In a short-film tribute to the late graphic design master Paul Rand, his view on the relationship between design and aesthetics is beautifully portrayed. Basically his statement “without aesthetics you cannot find the truth” is interesting in relation to our work with research through design.
The movie is made by Imaginary Forces.
On the surface of things beauty, morals and truth cannot be mixed. They belong to separate domains and should be thought of as so diverse categories that they are unable to say anything about each other. This is a fundamental distinction in philosophy going back to Plato: the beautiful, the right and the truth – or – the arts, the morality of society, and lastly the realm of science.
But when we talk about Research Through Design and use design as a method for research and epistemology, then the truth and the beautiful will mix. It’s all because of the wicked problems. The material of interaction design is the people who use a technology and the future technology itself, which constitutes what is known as wicked problems since there is not one given solution to the problem, but a range of possible solutions. The discussion of wicked problems is much longer than what I can fit into this post, but I have gone into some detail with it in my dissertation.
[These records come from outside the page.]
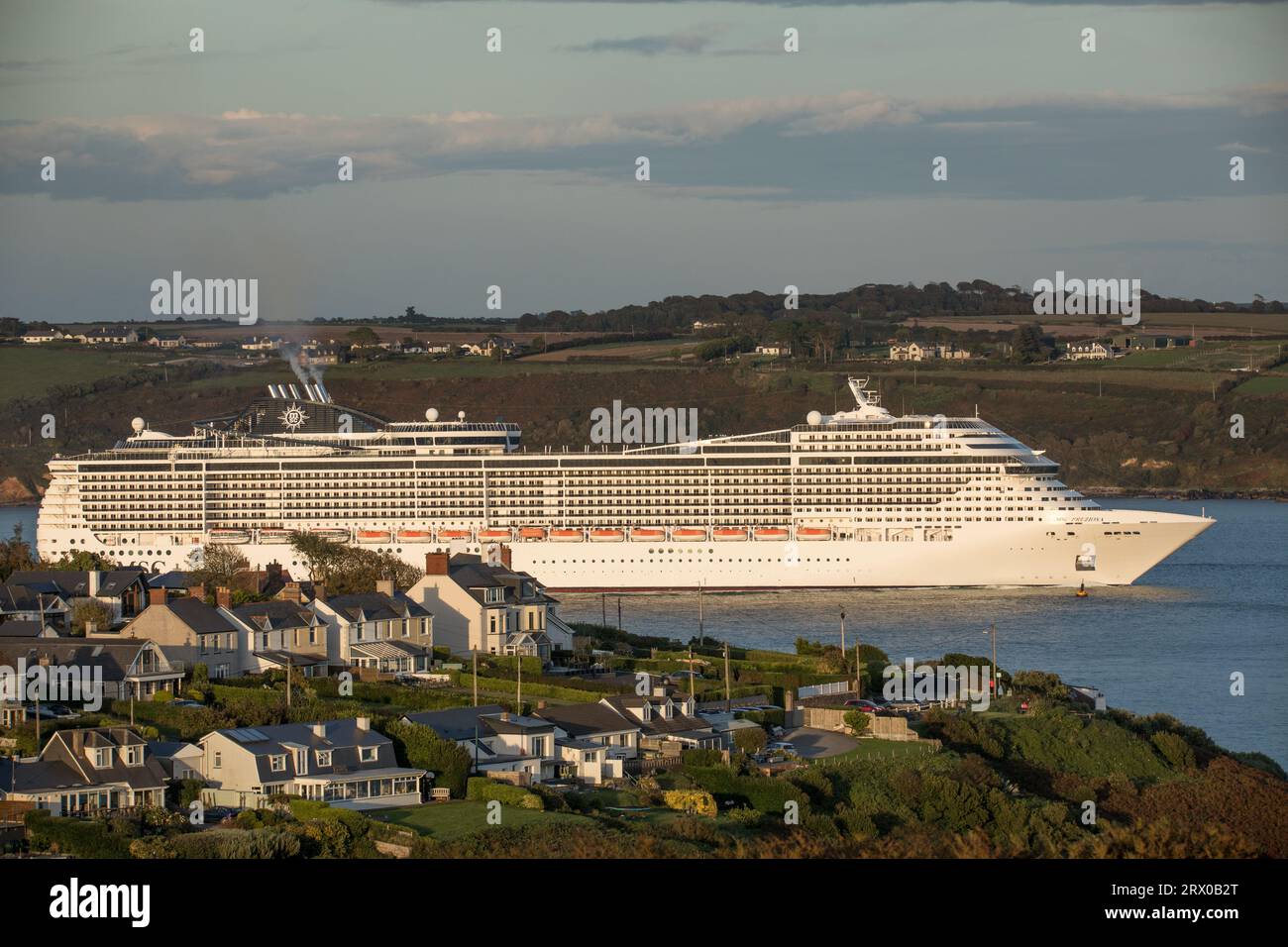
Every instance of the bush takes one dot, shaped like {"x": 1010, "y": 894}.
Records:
{"x": 75, "y": 836}
{"x": 480, "y": 788}
{"x": 695, "y": 801}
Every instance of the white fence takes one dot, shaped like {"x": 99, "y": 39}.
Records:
{"x": 823, "y": 689}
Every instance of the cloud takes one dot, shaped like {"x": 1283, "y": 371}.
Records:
{"x": 820, "y": 146}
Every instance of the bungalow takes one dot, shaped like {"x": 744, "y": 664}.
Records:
{"x": 38, "y": 337}
{"x": 385, "y": 630}
{"x": 24, "y": 603}
{"x": 595, "y": 723}
{"x": 110, "y": 335}
{"x": 121, "y": 591}
{"x": 81, "y": 772}
{"x": 665, "y": 715}
{"x": 344, "y": 763}
{"x": 1090, "y": 351}
{"x": 488, "y": 607}
{"x": 533, "y": 749}
{"x": 129, "y": 668}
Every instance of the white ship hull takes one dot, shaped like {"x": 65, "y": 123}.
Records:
{"x": 1113, "y": 548}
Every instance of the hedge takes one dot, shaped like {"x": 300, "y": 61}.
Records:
{"x": 482, "y": 789}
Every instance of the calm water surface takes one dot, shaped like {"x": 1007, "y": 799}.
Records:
{"x": 1166, "y": 644}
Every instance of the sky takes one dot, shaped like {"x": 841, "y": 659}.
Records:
{"x": 518, "y": 167}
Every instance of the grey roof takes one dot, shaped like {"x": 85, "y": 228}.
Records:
{"x": 342, "y": 737}
{"x": 21, "y": 629}
{"x": 375, "y": 605}
{"x": 585, "y": 719}
{"x": 73, "y": 582}
{"x": 112, "y": 655}
{"x": 455, "y": 723}
{"x": 270, "y": 616}
{"x": 202, "y": 618}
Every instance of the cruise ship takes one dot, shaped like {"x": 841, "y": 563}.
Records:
{"x": 859, "y": 497}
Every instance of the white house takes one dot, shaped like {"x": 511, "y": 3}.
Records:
{"x": 344, "y": 763}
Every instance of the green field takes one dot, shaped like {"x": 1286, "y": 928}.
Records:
{"x": 29, "y": 371}
{"x": 446, "y": 821}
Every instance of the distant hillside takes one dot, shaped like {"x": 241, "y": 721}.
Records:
{"x": 870, "y": 300}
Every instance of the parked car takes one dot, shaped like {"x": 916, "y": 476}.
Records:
{"x": 866, "y": 705}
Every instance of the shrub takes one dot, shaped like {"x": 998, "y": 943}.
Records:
{"x": 695, "y": 801}
{"x": 480, "y": 788}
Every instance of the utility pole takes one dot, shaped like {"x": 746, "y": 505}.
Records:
{"x": 700, "y": 629}
{"x": 992, "y": 631}
{"x": 728, "y": 696}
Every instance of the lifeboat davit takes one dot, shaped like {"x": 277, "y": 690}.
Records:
{"x": 812, "y": 532}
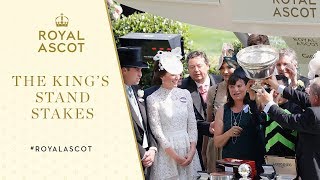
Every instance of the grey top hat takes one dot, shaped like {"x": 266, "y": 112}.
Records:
{"x": 131, "y": 57}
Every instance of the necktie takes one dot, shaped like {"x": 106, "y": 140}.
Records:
{"x": 130, "y": 92}
{"x": 203, "y": 90}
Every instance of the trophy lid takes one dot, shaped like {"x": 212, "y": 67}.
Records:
{"x": 257, "y": 56}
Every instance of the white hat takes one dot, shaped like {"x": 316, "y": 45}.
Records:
{"x": 170, "y": 61}
{"x": 314, "y": 66}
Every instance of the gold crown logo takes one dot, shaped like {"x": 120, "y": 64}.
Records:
{"x": 62, "y": 21}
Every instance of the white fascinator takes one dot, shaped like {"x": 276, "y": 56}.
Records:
{"x": 170, "y": 61}
{"x": 314, "y": 66}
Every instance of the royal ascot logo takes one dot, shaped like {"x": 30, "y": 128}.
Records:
{"x": 61, "y": 39}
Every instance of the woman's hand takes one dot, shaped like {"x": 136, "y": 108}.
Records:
{"x": 251, "y": 92}
{"x": 234, "y": 131}
{"x": 180, "y": 160}
{"x": 189, "y": 157}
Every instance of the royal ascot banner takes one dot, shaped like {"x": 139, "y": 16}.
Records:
{"x": 63, "y": 111}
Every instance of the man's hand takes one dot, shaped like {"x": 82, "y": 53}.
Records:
{"x": 148, "y": 158}
{"x": 189, "y": 158}
{"x": 265, "y": 97}
{"x": 272, "y": 81}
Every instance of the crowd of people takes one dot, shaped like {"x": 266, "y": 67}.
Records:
{"x": 184, "y": 125}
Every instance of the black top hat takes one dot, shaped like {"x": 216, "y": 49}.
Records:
{"x": 131, "y": 57}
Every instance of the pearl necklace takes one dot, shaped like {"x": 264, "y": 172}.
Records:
{"x": 233, "y": 122}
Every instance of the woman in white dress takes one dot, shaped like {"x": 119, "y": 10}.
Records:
{"x": 172, "y": 121}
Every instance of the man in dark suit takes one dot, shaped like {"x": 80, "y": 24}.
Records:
{"x": 307, "y": 124}
{"x": 198, "y": 84}
{"x": 287, "y": 65}
{"x": 131, "y": 65}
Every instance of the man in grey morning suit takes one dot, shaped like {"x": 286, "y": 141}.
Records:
{"x": 131, "y": 65}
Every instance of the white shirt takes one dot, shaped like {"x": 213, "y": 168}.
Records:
{"x": 206, "y": 83}
{"x": 134, "y": 104}
{"x": 270, "y": 103}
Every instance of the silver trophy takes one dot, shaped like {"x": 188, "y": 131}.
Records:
{"x": 258, "y": 62}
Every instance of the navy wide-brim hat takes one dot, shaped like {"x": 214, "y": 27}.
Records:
{"x": 131, "y": 57}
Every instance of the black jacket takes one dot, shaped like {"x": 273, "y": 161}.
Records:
{"x": 308, "y": 126}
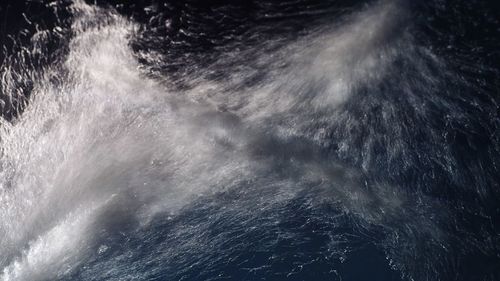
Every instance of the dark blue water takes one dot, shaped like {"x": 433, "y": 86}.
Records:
{"x": 215, "y": 140}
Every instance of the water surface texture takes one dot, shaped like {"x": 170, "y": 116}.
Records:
{"x": 217, "y": 140}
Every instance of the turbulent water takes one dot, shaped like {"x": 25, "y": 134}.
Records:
{"x": 297, "y": 140}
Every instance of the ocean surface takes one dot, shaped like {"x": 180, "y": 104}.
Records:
{"x": 250, "y": 140}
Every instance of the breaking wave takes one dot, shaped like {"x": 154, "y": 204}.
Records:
{"x": 296, "y": 158}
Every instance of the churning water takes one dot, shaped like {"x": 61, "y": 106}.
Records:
{"x": 349, "y": 147}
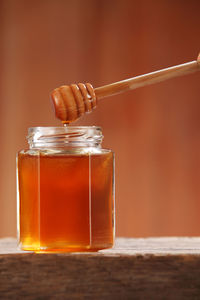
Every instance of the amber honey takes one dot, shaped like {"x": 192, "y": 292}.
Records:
{"x": 66, "y": 200}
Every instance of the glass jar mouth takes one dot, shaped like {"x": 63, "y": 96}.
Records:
{"x": 66, "y": 136}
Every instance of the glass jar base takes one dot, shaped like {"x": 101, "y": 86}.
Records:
{"x": 68, "y": 249}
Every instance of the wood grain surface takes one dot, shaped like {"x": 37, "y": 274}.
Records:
{"x": 151, "y": 268}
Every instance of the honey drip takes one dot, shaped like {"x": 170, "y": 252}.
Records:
{"x": 73, "y": 101}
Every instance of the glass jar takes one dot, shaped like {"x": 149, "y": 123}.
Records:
{"x": 65, "y": 190}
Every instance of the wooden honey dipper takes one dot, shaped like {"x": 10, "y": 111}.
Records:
{"x": 73, "y": 101}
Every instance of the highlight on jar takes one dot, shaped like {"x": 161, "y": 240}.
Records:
{"x": 65, "y": 191}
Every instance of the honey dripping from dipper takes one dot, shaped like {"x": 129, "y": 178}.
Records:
{"x": 73, "y": 101}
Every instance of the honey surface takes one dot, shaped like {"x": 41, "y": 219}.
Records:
{"x": 65, "y": 201}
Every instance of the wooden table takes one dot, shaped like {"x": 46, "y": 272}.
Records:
{"x": 151, "y": 268}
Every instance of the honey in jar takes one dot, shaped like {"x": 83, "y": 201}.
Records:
{"x": 65, "y": 190}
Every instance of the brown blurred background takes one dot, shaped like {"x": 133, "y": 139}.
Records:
{"x": 154, "y": 131}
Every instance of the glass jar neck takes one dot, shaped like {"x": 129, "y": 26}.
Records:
{"x": 64, "y": 137}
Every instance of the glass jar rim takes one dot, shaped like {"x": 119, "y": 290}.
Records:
{"x": 66, "y": 136}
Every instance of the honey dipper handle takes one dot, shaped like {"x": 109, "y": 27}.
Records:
{"x": 150, "y": 78}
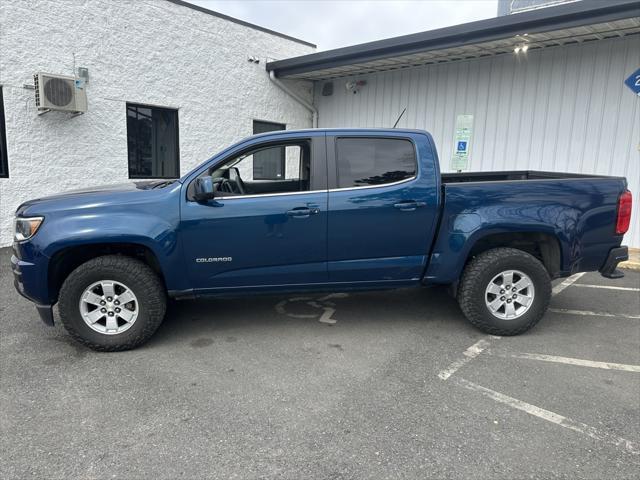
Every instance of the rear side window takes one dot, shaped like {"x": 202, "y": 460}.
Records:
{"x": 374, "y": 161}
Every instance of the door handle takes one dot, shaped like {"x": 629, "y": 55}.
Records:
{"x": 408, "y": 205}
{"x": 300, "y": 212}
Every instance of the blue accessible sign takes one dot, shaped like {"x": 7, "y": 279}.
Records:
{"x": 633, "y": 82}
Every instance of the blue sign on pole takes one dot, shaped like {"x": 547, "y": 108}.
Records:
{"x": 633, "y": 82}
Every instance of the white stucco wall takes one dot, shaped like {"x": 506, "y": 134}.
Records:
{"x": 144, "y": 51}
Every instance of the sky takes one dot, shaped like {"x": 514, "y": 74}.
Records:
{"x": 340, "y": 23}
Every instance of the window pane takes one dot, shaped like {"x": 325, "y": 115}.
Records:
{"x": 374, "y": 161}
{"x": 236, "y": 176}
{"x": 4, "y": 164}
{"x": 152, "y": 136}
{"x": 271, "y": 164}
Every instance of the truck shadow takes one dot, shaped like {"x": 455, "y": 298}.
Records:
{"x": 198, "y": 321}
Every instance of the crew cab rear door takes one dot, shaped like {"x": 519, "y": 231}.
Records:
{"x": 267, "y": 233}
{"x": 383, "y": 206}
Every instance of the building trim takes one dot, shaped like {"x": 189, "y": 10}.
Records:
{"x": 240, "y": 22}
{"x": 571, "y": 15}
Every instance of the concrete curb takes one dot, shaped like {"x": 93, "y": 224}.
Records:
{"x": 634, "y": 260}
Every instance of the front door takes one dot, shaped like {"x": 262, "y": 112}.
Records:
{"x": 261, "y": 233}
{"x": 383, "y": 206}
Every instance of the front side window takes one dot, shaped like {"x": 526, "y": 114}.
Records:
{"x": 374, "y": 161}
{"x": 152, "y": 140}
{"x": 271, "y": 165}
{"x": 236, "y": 177}
{"x": 4, "y": 163}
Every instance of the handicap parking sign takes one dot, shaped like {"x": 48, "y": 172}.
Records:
{"x": 633, "y": 82}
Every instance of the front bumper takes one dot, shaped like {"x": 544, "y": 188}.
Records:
{"x": 616, "y": 255}
{"x": 26, "y": 279}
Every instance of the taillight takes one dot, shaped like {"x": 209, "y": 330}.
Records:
{"x": 624, "y": 212}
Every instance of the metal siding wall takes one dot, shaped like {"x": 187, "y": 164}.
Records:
{"x": 559, "y": 109}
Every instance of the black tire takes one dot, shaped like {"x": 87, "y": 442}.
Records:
{"x": 482, "y": 269}
{"x": 139, "y": 277}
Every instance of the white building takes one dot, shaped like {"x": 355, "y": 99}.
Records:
{"x": 559, "y": 103}
{"x": 190, "y": 62}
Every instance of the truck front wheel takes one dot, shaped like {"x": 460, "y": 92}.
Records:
{"x": 504, "y": 291}
{"x": 112, "y": 303}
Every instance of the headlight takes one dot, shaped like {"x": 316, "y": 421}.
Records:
{"x": 26, "y": 227}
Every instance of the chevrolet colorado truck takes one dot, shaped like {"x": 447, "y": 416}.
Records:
{"x": 315, "y": 210}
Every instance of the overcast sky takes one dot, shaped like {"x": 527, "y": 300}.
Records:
{"x": 334, "y": 23}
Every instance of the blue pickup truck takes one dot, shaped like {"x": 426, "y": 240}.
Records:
{"x": 315, "y": 210}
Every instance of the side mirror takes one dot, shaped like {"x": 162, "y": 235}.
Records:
{"x": 203, "y": 188}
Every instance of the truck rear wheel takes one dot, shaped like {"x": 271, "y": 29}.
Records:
{"x": 504, "y": 291}
{"x": 112, "y": 303}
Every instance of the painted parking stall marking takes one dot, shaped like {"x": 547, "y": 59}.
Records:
{"x": 469, "y": 354}
{"x": 593, "y": 314}
{"x": 561, "y": 420}
{"x": 568, "y": 282}
{"x": 482, "y": 346}
{"x": 576, "y": 361}
{"x": 607, "y": 287}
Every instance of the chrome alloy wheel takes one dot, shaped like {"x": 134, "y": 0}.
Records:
{"x": 509, "y": 294}
{"x": 109, "y": 307}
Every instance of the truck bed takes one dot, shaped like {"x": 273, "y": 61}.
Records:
{"x": 510, "y": 175}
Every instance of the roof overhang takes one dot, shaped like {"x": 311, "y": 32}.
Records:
{"x": 575, "y": 22}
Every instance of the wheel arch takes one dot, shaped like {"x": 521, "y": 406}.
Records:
{"x": 65, "y": 260}
{"x": 542, "y": 245}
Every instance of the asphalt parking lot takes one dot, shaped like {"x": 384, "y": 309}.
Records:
{"x": 366, "y": 385}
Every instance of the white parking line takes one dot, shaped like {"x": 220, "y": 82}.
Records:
{"x": 577, "y": 361}
{"x": 552, "y": 417}
{"x": 589, "y": 313}
{"x": 569, "y": 281}
{"x": 607, "y": 287}
{"x": 469, "y": 354}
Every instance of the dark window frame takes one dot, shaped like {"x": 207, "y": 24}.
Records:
{"x": 177, "y": 133}
{"x": 336, "y": 160}
{"x": 4, "y": 160}
{"x": 283, "y": 162}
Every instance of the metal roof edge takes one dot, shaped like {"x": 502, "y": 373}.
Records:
{"x": 240, "y": 22}
{"x": 556, "y": 17}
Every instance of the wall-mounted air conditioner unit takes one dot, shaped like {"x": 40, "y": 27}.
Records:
{"x": 58, "y": 92}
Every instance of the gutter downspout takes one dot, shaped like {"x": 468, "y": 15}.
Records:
{"x": 297, "y": 98}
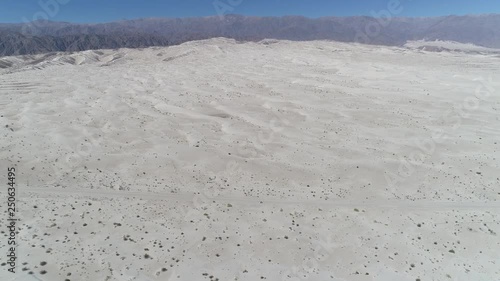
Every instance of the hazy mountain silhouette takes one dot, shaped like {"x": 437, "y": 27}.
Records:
{"x": 47, "y": 36}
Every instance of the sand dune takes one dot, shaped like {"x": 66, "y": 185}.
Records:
{"x": 217, "y": 160}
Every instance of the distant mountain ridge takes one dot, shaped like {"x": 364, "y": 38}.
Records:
{"x": 48, "y": 36}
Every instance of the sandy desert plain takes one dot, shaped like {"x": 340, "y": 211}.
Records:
{"x": 218, "y": 160}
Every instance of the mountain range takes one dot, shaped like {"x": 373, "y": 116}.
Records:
{"x": 48, "y": 36}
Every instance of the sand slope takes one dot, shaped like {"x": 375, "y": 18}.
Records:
{"x": 274, "y": 160}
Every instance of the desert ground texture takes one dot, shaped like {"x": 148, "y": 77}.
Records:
{"x": 275, "y": 160}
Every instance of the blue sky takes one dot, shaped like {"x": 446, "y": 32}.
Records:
{"x": 110, "y": 10}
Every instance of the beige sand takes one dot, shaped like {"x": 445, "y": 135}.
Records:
{"x": 277, "y": 160}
The point is: when a designer designs the future application and future use scenarios of an interactive technology he or she is dependent on their own skills as a designer to create something that is not only functional and useful, but also intriguing, pleasing and novel. This requires designerly aesthetic skills, and that the designer invests something of him/herself. The exact same functional system can be a disaster or a success with the users in the actual use context depending on the design of the system or service.
But what is ‘aesthetic skills?’ I hear you ask. And I promise I will tell you right when I have good a short description of that can be blogged.
I have included a short transcription of what Paul Rand says in the film after the ‘read more’
A fast transcription of what Paul Rand says:
“When you talk about design, everybody has a definition that doesn’t correspond with yours. There are many good definitions. One is the synthesis of form and content. In other words, without content there is no form, and without form there is no content.
A work of art is realised when form and content are indistinguishable. When form predominates meaning is blunted. But when content predominates interest lags. But the genius comes in when both of these things fuse.
‘Without the aesthetic’ means what is not done with love – that it is done for some … some alterative motive: Because it sells, because it popular, because it’s crazy, you know all this stuff.
Graphic design is one of these phrases that doesn’t mean anything. Because anything that’s graphic is graphic. Painting, dancing – if you see it, writing – I you see it – it’s graphic. The genre of art, of graphic design, of painting, is art. That’s the genre. It’s all art.
The vocabulary of a language of art, or of aesthetics: orders, variety, contrasts, symmetry, tension, balance, scale, texture, space, shape, light, shade and color.
This is the language of form.
Don’t try to be original, just try to be good. That’s sound sorta naïve but it’s true.
Without aesthetics, you can’t find the truth – to do things with quality. I think this is in a big sense what aesthetics means.
Art is an idea that has found its perfect form. There are too many possibilities. No matter how perfectly you do something, it can still be improved.”